Lemongrass flowers grow in the winter season. The first harvest is normally obtained after 4 to 6 months of transplanting seedlings. Subsequent harvests are done at intervals of 60 to 70 days depending upon the fertility of the soil and other seasonal factors. Under normal conditions, three harvests are possible through the first year, and 3 to 4 in subsequent years, depending on the management practices followed.

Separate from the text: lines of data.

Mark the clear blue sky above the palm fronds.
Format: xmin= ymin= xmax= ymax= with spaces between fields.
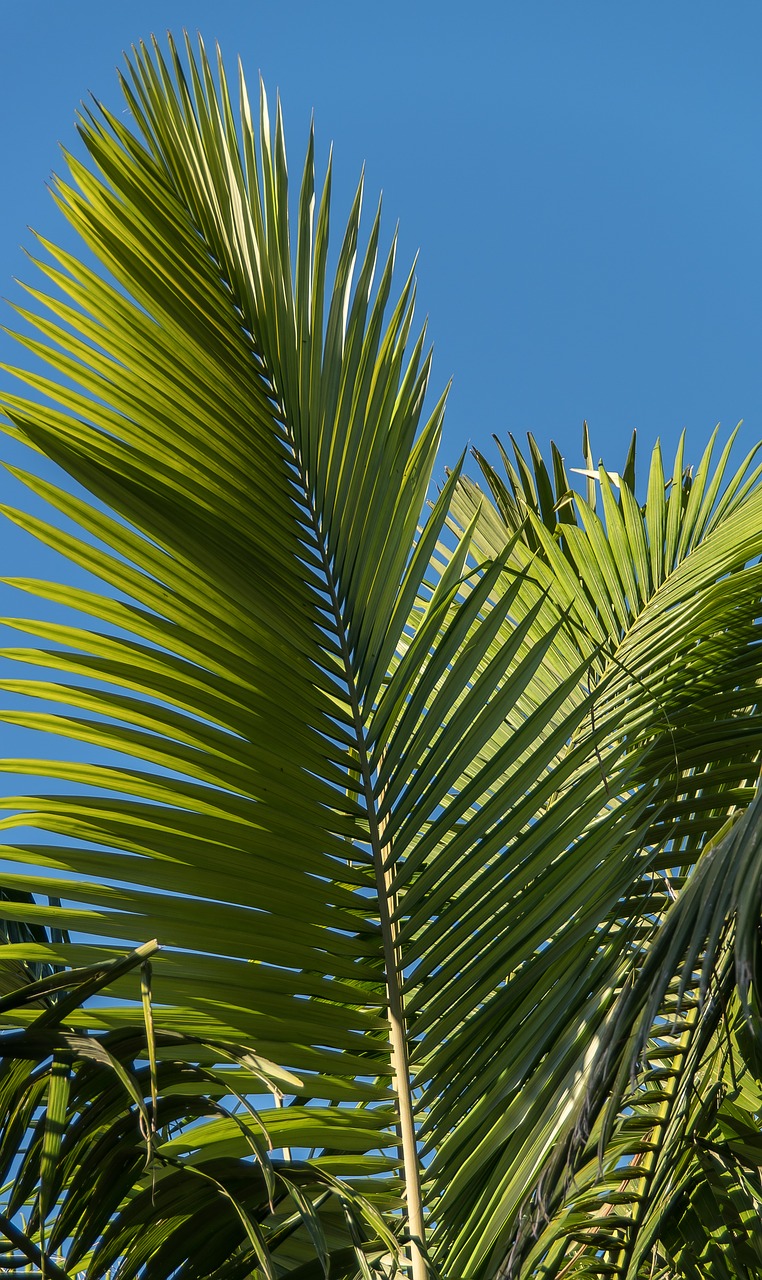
xmin=0 ymin=0 xmax=762 ymax=481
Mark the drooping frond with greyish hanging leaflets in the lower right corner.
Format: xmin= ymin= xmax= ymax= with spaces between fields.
xmin=521 ymin=795 xmax=762 ymax=1280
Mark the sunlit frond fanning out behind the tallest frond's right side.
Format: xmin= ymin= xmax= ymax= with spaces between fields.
xmin=437 ymin=435 xmax=761 ymax=1275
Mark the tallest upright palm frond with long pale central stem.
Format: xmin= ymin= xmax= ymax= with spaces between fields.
xmin=1 ymin=30 xmax=596 ymax=1275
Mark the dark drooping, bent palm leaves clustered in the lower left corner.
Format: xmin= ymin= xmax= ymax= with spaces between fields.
xmin=0 ymin=942 xmax=394 ymax=1280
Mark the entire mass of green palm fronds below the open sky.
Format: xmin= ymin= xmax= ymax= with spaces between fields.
xmin=0 ymin=30 xmax=762 ymax=1280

Lemongrass can be harvested 6-9 months after the slips are planted and can be harvested as frequently as once every month through the growing season. Cutting stimulates growth and allowing the plant to develop too large will lead to a reduced oil yield. The lemongrass is harvested in the morning on a dry day to allow the evaporation of dew and to avoid loss of the plant’s color due to heat. When harvested mechanically, sharp tools and machinery are used in order to make sure a clean cut and to avoid splitting the edges of the leaves. If the plant is cut too low, the lemongrass leaves will retain less oil, thus the optimal oil quality is in the higher parts of the leaves. Allowing the plants to mature until before the winter months will make sure that the root reserves are fortified and that the foliage will protect the plant against winter frost. After winter, Lemongrass can be used for compost or mulch or it may be harvested and distilled. Ideally, Lemongrass leaves will keep their green color and be free of fungi. In organize to ensure this, Lemongrass leaves must be dried as soon as possible within 24 hours and a conventional dryer may be used for this. An extended drying period, such as in the case of it being left out in the sun to dry, will cause the leaves to lose color and the aroma value to diminish. Once harvested, leaves can be stored in shade for up to 3 days without the oil yield or quality being compromised.

Harvesting is completed with the help of sickles; the lemongrass plants are cut 10 cm above ground level and allowed to wilt in the field, before transporting to the distillation site. The Lemongrass is then steam or hydro distilled.